There were 43 households, of which 39.5% had children under the age of 18 living with them, 53.5% were married couples living together, 16.3% had a female householder with no husband present, 4.7% had a male householder with no wife present, and 25.6% were non-families. 18.6% of all households were made up of individuals, and 9.3% had someone living alone who was 65 years of age or older. The average household size was 2.65 and the average family size was 2.94.

The median age in the village was 42 years. 25.4% of residents were under the age of 18; 8% were between the ages of 18 and 24; 23.7% were from 25 to 44; 27.9% were from 45 to 64; and 14.9% were 65 years of age or older. The gender makeup of the village was 45.6% male and 54.4% female.

===2000 census===
As of the census of 2000, there were 139 people, 45 households, and 31 families residing in the village. The population density was 136.1 PD/sqmi. There were 55 housing units at an average density of 53.9 /sqmi. The racial makeup of the village was 96.40% White, 1.44% Native American, and 2.16% from two or more races.

There were 45 households, out of which 53.3% had children under the age of 18 living with them, 55.6% were married couples living together, 11.1% had a female householder with no husband present, and 28.9% were non-families. 24.4% of all households were made up of individuals, and 13.3% had someone living alone who was 65 years of age or older. The average household size was 3.09 and the average family size was 3.63.

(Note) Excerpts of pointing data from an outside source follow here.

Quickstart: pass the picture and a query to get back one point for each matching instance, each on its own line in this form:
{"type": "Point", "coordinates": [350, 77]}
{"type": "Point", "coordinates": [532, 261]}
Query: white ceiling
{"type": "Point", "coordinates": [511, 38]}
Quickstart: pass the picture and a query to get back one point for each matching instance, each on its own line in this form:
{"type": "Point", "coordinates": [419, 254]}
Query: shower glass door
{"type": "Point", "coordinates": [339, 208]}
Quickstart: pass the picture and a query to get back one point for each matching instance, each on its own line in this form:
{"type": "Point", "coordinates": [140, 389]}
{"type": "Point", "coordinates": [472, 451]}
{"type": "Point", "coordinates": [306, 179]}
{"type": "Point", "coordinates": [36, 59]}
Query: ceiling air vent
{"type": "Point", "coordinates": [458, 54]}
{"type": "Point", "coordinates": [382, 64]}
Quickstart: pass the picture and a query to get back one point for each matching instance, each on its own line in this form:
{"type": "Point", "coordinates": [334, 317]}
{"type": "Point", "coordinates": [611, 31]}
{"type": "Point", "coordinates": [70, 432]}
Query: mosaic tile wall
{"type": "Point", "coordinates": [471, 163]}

In the village, the population was spread out, with 38.8% under the age of 18, 7.9% from 18 to 24, 26.6% from 25 to 44, 15.1% from 45 to 64, and 11.5% who were 65 years of age or older. The median age was 28 years. For every 100 females, there were 107.5 males. For every 100 females age 18 and over, there were 84.8 males.

The median income for a household in the village was $22,813, and the median income for a family was $21,250. Males had a median income of $27,500 versus $23,750 for females. The per capita income for the village was $9,406. There were 38.5% of families and 34.6% of the population living below the poverty line, including 28.6% of under eighteens and 58.3% of those over 64.